You are correct and the critiscm is warranted.  At the time of opportunity, the offers of re-fi wanted me to borrow a minimum of $25k more than what my mortgage balance was.  I refused to go further in debt, even though the rate was shown as lower.

I didn't trust the paper that the offers came on.  I didn't go further into debt and I didn't want to find that my interest magically changed into a variable rate.  I have no trust for bank contracts.  Never have, never will.

post turtle saver's picture

understood... not everyone has access to a credit union... and the tactic you note is how they basically keep you from saving yourself money with the refi... most people were looking at those deals and saying "ooo free extra $25k at a lower rate" or equally bad logic, not realizing that missed the whole point of doing the refi...

sorry if I came off too harshly... I wish you well

Zoomorph's picture

Life requires a lot of skills and nobody ever has all of them. There simply isn't enough time to know everything in this infinitely complex world. I'm sure we're all missing out on opportunities all around us.
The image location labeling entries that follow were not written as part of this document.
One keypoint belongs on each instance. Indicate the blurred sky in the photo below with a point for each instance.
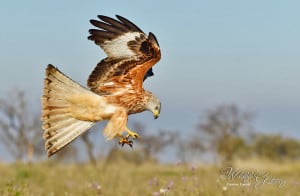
(213, 52)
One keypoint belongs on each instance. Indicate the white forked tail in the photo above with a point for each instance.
(60, 128)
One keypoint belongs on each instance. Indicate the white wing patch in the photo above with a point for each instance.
(118, 47)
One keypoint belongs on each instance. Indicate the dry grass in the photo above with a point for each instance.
(123, 178)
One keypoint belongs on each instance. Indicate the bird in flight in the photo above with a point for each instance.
(115, 87)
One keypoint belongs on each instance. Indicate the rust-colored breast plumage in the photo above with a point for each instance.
(131, 55)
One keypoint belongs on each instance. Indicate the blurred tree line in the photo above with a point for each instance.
(226, 132)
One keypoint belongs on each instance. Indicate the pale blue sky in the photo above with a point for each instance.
(213, 52)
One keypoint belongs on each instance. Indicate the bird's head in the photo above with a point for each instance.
(153, 105)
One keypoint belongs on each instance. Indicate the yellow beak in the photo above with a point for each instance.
(156, 114)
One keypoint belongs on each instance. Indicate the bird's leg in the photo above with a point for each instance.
(131, 134)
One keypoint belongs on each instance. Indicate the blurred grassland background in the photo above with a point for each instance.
(228, 81)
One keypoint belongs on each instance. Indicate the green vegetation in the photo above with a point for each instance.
(123, 178)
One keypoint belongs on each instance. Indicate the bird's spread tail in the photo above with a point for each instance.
(60, 127)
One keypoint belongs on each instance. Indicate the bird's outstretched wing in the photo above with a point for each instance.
(131, 55)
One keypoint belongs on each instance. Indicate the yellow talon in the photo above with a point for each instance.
(125, 141)
(131, 134)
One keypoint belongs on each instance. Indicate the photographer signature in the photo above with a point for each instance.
(247, 177)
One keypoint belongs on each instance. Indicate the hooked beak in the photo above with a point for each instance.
(156, 114)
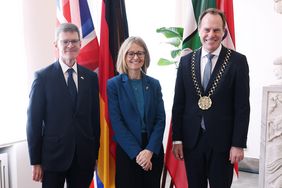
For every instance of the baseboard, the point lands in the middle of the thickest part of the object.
(249, 164)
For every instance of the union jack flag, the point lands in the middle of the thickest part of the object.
(78, 13)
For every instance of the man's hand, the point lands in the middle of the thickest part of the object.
(37, 173)
(178, 151)
(236, 154)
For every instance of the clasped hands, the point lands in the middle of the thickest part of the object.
(144, 159)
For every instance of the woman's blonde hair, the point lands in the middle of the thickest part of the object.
(121, 63)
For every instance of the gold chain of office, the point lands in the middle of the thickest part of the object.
(205, 102)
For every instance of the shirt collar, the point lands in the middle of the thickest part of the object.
(65, 67)
(216, 52)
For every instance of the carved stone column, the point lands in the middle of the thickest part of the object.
(270, 172)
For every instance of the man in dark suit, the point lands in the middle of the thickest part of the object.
(210, 115)
(63, 127)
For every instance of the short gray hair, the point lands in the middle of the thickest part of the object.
(67, 27)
BringingTheRukus's picture

Paging Dr. Kavorkian. Stat.

ebworthen's picture

Pretty sure my Mom did this last Fall so she could keep her standard of living and keep "helping out" some of her adult children (dirty little secret my Sister helped her arrange).

Not to mention the Fred Thompson/Henry Winkler/Robert Wagner non-stop commercials pushing this crap.

Tapeworms in a dying person, maggots on a corpse.

Parasites seem to be all that is left.

nickels's picture

Make sure your kids get nothing. They never call anyway.